Repetitions have always been a way for me to introduce artifice into my movies, to avoid making them a plain reflection of reality. I wanted You Burn Me to be a little more conceptual than my previous works. I wanted to explore a kind of formal violence and give new meanings to images we think we know. There’s a moment in the film when you hear an excerpt of a Sappho poem over a shot of waves rolling onto the shore; the poem speaks of “honey,” but that sweet word is synched to an image of something salty. These juxtapositions are a way of deconstructing things; they encourage you to think, see, and listen anew. I like that experience, and I want people to go through it as well, so they can avoid making totems out of things. That’s what I enjoy most about this game of repetitions and variations: the fact that some connections that arise from them are beyond me, and people can make their own, never mind how hard I may try to manipulate things. In the end, the film will always know more than I do; that’s why I don’t want it to have only one meaning. All these possible combinations produce multiple readings.
Your actors and camera don’t seem to move as much here as they do in your previous works, but the film is restless in its associations.

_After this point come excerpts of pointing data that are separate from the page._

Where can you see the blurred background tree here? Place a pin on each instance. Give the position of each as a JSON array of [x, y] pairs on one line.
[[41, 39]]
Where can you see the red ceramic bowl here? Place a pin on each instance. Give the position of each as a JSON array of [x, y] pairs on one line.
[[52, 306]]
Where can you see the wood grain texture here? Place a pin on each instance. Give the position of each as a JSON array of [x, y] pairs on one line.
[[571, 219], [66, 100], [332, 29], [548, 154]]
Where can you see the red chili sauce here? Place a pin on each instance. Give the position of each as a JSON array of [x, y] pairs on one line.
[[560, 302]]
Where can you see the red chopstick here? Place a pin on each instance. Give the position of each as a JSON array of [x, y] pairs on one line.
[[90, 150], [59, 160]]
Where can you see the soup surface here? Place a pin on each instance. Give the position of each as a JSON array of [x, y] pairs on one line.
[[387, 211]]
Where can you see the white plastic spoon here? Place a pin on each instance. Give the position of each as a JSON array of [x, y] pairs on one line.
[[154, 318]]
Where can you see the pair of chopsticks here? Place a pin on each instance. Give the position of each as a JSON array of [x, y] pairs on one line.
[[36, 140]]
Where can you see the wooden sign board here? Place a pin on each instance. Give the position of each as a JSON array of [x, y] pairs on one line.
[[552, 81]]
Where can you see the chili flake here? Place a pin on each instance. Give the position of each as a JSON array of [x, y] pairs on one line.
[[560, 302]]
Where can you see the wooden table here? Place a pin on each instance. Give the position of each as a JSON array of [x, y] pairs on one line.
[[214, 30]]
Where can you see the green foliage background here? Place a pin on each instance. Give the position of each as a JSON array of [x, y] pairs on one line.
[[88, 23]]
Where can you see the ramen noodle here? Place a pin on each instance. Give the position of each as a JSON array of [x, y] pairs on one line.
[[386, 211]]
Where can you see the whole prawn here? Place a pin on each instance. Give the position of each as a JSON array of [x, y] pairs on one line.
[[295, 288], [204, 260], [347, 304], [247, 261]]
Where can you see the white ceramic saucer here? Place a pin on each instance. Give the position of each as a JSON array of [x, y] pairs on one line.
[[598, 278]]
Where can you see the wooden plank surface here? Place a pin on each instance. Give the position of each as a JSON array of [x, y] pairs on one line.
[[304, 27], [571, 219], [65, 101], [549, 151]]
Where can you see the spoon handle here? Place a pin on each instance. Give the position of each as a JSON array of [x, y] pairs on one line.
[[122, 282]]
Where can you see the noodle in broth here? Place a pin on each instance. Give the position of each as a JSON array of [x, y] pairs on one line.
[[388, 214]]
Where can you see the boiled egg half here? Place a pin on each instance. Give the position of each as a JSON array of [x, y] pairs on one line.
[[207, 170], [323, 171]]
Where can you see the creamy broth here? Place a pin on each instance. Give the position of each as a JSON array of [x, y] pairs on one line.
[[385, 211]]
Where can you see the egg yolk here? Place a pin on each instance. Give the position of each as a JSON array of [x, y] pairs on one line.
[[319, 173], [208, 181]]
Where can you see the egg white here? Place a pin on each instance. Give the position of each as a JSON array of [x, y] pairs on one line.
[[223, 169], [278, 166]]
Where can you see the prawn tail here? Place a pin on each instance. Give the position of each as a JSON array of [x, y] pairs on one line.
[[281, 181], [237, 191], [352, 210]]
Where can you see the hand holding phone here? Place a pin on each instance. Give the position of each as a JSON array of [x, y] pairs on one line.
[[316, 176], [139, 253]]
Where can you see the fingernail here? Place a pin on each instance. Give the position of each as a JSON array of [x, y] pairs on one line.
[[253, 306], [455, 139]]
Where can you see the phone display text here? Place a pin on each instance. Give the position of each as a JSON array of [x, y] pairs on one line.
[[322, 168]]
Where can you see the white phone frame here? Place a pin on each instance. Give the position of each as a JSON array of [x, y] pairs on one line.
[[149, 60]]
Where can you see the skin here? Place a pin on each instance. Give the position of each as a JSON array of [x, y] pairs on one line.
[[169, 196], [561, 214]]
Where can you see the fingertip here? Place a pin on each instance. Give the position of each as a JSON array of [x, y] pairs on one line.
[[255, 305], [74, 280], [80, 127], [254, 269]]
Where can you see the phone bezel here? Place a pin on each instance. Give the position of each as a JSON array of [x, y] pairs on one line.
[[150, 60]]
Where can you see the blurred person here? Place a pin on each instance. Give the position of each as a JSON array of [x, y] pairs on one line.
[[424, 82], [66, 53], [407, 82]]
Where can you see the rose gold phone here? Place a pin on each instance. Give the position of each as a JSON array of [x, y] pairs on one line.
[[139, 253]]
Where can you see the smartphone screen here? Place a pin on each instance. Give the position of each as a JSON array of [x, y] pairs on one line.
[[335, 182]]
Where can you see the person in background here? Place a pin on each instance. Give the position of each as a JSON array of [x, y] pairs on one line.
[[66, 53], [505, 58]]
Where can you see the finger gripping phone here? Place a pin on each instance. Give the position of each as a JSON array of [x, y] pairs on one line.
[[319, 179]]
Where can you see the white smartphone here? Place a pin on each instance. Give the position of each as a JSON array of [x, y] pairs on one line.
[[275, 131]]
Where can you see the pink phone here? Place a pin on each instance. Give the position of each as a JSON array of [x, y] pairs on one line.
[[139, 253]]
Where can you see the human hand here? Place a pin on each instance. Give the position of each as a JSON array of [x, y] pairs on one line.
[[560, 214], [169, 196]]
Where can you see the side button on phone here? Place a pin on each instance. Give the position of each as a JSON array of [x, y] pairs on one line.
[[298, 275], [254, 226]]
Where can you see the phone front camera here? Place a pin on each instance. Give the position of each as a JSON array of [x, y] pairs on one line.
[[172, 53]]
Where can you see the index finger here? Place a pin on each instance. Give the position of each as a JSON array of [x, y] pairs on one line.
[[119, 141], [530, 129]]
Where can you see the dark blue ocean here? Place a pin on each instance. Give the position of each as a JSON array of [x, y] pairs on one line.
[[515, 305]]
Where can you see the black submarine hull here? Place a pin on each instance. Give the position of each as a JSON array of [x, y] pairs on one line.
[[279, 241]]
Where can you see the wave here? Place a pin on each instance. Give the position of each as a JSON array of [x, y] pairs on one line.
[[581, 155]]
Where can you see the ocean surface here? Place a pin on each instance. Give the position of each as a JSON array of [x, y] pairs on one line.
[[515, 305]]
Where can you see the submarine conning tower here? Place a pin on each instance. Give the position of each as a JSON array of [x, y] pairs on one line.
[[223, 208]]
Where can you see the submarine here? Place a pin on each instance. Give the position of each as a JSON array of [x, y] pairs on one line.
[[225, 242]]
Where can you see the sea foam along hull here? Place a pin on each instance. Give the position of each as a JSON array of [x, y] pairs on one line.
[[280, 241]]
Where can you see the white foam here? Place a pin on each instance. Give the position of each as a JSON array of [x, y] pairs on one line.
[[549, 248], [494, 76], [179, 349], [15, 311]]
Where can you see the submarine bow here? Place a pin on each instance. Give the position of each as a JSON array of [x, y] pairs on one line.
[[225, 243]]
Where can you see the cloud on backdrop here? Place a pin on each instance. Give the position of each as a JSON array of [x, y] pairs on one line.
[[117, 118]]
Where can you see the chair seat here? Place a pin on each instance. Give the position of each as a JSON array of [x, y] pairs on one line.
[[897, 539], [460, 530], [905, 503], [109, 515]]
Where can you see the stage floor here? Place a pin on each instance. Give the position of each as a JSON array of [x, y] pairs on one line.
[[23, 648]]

That’s true. While in my previous works I would create that sense of movement by panning with the camera, or having actors move around the set, in You Burn Me, that was all in the editing. To be honest, I think I would have probably rushed things a lot more, but my editor, Gerard Borràs, suggested the opposite: he wanted the film to have more room to breathe, and our conversations helped us achieve a certain calm—an ability to be there. That didn’t happen in my previous films, where I was more fixated on what the drama needed. Shooting with a Bolex, and not having a real script, allowed us to react more to the present tense, and create that feeling of events unfolding in real time.
Could you speak about the film’s geography? Compared to some of your previous films—Hermia & Helena (2016), for example—You Burn Me unfolds in a world with no clear spatial markers, which heightens the characters’ dislocation.
I think that feeling of dislocation you’re talking about speaks to their condition. These characters are dead, after all, and this is a ghost movie. The space they inhabit is suspended, as is the bond between them. I think my decision to avoid the usual pans has to do with the fact that I was rejecting a more classical sense of realism. As in, I knew I was going to collect fragments and come up with crazy combinations of things: in the scene at the beach, the wave you see was captured in San Sebastián, Spain, but the cliff we cut to is from Mar del Plata, Argentina, and the shadow from the other side of the cliff was shot in Athens, Greece. The film is a bit of a Frankenstein’s monster in that respect, and I really like that you can see the stitches. I wanted something that would look rough and decentered. I’ve long been inspired by Orson Welles’s Shakespeare movies—not so much Macbeth (1948), where he uses long shots, but Chimes at Midnight (1965) and Othello (1951) especially, where anytime you see an actor shot from the back it means they weren’t available anymore, and Welles had to make do with what he had. And I don’t mean “inspired” in the sense that I have ever quoted Welles. It’s his idea of making something dirty, something messy, yet constantly moving and alive—that’s what I love, too.
Leonardo Goi is a critic and columnist at MUBI Notebook, an editor at Senses of Cinema, and a regular contributor to The Film Stage, Reverse Shot, and Filmmaker Magazine, among other publications. He coordinates and mentors at the Berlinale Talent Press, a workshop for emerging film critics.